To prayer through Christ seems like a strange way of saying something, at least on the surface. Are we praying to God, and through God? In an important way, yes, although that seems confusing enough that we should look at the details a bit more.
Today’s Gospel shows us just how confusing this can be. We often call Jesus the Good Shepherd, but today we hear, in His own words, that He is the gate the sheep must go through (John 10:7). This is, of course, not to say that Jesus Christ is only this passage, but that this passage is an integral part, a necessary part of becoming one with God. Because we know that Jesus is God, just as the Father and Holy Spirit also are, we are getting closer to the reason why we must pass through Christ. In John’s Gospel, we hear two other things which are very important to making this less confusing:
John 3:16 – For God so loved the world that He gave His only Son, so that everyone who believes in Him might not perish but might have eternal life.
It is because of God’s love that Jesus Christ came to be one of us, to live and die and rise again. This was God’s plan to restore our broken relationship, something that God would have to do, because it is beyond anything we could do to heal our own brokenness.
John 14:6 – Jesus said to him, “I am the way and the truth and the life. No one comes to the Father except through me. Jesus Christ not only shows us the way back to God, He is the way back. It is through our relationship with Him as a man that our relationship with Him as God can be restored.
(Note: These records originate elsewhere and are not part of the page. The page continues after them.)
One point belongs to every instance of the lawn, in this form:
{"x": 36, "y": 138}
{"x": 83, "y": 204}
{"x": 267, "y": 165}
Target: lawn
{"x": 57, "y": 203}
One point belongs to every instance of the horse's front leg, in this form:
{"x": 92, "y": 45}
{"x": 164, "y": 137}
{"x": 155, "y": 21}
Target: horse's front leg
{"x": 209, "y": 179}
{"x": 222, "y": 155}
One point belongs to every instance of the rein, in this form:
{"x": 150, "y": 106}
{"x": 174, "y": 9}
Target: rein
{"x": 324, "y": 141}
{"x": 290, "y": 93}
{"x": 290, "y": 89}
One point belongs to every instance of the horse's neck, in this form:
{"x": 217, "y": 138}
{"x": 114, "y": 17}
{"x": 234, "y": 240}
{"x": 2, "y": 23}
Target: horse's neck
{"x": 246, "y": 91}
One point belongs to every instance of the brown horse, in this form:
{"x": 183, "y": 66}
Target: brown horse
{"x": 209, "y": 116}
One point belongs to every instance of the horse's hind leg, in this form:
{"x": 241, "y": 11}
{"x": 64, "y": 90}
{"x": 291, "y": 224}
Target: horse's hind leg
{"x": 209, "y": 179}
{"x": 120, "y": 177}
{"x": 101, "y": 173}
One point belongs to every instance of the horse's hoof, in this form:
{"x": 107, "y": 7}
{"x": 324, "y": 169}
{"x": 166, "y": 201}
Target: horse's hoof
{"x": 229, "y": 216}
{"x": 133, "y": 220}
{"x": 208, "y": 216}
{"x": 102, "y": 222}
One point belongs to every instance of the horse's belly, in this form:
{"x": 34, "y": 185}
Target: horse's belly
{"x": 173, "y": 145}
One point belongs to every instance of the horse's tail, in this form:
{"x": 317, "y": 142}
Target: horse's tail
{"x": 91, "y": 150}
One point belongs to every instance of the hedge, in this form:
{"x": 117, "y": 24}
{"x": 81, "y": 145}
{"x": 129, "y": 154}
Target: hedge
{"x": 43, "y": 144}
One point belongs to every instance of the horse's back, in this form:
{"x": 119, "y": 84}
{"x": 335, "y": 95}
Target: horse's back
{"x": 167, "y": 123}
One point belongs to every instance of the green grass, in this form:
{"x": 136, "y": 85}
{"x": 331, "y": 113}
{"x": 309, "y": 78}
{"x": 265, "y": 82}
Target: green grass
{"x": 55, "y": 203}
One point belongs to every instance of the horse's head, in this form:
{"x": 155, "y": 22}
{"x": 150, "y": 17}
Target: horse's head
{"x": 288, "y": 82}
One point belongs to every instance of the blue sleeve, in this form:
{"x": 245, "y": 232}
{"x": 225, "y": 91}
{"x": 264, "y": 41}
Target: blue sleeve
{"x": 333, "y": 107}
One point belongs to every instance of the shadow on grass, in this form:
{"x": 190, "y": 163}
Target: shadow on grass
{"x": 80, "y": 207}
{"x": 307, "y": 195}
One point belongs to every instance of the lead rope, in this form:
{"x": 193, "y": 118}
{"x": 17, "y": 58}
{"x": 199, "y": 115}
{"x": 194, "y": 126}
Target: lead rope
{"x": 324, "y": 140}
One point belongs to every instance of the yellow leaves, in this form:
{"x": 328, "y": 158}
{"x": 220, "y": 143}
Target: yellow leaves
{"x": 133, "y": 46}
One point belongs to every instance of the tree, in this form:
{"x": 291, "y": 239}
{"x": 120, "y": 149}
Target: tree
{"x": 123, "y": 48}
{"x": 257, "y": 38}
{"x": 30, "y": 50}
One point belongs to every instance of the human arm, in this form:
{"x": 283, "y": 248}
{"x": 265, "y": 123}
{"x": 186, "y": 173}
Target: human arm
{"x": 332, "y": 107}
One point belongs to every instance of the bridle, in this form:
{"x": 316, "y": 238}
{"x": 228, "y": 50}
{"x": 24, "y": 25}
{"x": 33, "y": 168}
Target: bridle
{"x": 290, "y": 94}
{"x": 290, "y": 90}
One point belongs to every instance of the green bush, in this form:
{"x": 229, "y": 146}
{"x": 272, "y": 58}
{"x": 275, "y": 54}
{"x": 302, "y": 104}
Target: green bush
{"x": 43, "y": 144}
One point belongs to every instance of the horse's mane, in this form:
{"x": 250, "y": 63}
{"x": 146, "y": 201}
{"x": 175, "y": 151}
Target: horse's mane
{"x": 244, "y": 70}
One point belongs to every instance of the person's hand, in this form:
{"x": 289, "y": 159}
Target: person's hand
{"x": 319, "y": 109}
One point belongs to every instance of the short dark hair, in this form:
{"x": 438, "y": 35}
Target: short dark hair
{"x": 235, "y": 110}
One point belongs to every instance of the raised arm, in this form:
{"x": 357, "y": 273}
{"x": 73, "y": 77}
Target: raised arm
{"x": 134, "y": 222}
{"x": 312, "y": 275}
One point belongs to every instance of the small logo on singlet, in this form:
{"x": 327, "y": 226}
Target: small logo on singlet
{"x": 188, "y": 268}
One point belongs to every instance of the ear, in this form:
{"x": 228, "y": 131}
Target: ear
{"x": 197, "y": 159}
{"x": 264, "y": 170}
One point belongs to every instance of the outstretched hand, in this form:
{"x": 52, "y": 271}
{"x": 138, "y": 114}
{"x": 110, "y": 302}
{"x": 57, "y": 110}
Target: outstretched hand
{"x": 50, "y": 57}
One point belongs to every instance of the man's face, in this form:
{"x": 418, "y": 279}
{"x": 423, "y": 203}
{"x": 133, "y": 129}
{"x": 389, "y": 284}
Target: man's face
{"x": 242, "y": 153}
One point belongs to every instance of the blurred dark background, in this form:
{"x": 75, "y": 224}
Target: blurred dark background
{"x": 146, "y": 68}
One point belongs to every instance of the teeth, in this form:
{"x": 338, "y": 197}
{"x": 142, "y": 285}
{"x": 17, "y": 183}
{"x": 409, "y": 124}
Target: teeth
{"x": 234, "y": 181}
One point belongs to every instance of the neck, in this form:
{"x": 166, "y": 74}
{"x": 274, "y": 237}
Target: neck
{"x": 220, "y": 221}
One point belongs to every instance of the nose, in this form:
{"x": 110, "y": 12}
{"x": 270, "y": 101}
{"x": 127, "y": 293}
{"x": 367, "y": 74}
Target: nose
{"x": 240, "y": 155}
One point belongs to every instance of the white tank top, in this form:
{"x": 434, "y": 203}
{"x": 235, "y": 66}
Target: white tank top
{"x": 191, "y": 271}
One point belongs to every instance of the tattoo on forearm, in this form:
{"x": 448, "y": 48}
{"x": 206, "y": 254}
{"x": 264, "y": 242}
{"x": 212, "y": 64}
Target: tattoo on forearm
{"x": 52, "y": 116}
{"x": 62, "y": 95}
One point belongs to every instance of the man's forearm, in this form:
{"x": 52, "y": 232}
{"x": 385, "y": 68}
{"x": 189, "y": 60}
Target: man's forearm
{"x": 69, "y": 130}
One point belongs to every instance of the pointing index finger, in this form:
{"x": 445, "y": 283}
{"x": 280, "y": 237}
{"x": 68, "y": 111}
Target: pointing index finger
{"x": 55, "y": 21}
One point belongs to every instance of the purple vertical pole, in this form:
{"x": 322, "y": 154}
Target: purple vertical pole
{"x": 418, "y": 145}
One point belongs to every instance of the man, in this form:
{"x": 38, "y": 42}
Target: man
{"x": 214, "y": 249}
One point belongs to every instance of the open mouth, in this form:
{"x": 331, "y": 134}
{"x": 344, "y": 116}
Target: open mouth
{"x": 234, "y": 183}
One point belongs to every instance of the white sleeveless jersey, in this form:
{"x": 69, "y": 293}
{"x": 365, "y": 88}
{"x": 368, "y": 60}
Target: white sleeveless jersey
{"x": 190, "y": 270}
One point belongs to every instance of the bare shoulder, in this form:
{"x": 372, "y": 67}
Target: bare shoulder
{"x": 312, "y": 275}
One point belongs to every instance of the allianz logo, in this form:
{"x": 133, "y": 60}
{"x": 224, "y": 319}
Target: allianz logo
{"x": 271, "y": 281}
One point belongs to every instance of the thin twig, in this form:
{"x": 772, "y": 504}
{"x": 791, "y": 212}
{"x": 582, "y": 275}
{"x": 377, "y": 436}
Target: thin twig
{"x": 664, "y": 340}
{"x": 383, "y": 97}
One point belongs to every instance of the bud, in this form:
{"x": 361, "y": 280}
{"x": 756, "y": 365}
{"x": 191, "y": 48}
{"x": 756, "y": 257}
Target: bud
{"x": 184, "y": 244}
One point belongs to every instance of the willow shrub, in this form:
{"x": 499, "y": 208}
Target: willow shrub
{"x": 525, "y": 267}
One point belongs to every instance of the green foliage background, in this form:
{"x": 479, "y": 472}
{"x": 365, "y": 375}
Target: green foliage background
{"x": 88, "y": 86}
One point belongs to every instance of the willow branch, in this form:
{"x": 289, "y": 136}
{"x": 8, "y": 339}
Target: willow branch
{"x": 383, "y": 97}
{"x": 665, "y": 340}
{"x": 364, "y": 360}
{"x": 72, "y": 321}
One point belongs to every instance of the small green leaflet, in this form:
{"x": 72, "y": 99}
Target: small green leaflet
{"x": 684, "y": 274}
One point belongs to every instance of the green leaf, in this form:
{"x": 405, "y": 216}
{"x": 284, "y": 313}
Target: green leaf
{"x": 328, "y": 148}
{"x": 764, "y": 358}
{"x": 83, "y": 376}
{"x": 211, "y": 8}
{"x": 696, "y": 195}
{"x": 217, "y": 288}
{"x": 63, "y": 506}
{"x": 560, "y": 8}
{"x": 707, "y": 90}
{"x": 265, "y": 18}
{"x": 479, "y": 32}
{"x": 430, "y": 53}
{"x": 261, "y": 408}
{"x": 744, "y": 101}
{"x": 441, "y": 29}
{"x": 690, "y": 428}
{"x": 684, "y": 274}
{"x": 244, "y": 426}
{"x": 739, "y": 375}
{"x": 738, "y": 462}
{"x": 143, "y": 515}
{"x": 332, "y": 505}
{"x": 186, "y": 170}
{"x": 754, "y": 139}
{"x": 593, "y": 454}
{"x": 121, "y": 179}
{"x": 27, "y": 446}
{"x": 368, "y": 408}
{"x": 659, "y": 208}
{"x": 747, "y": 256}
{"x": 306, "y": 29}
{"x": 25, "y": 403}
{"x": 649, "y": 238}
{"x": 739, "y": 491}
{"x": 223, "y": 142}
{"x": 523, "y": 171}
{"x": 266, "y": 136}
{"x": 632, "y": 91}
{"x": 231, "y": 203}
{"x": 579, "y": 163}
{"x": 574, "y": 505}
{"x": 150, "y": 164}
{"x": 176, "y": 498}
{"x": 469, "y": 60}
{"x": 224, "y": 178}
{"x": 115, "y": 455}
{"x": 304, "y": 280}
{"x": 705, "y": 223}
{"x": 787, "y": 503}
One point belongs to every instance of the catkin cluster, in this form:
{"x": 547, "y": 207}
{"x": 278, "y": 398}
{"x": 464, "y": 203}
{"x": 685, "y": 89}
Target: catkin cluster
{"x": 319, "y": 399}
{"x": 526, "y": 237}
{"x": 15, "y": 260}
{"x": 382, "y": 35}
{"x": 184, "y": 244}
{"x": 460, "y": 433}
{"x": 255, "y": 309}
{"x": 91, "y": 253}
In this way, it is through Christ’s own life that we are restored to grace and brought back to relationship with God.
Maybe a good way to remember all of this would be to think of the meaning when we hear those words at the end of a prayer, “…we ask this through Christ, our Lord,” and remember that it isn’t just a fancy ending. It will always be our way of acknowledging to God that we understand what was done for us, Christ’s own life lived and sacrificed for us, so that we would have the opportunity to have a relationship with God. May it also serve to remind us of this fact every time we pray: our privilege to know God and speak with Him in any way is always through Christ, our Lord.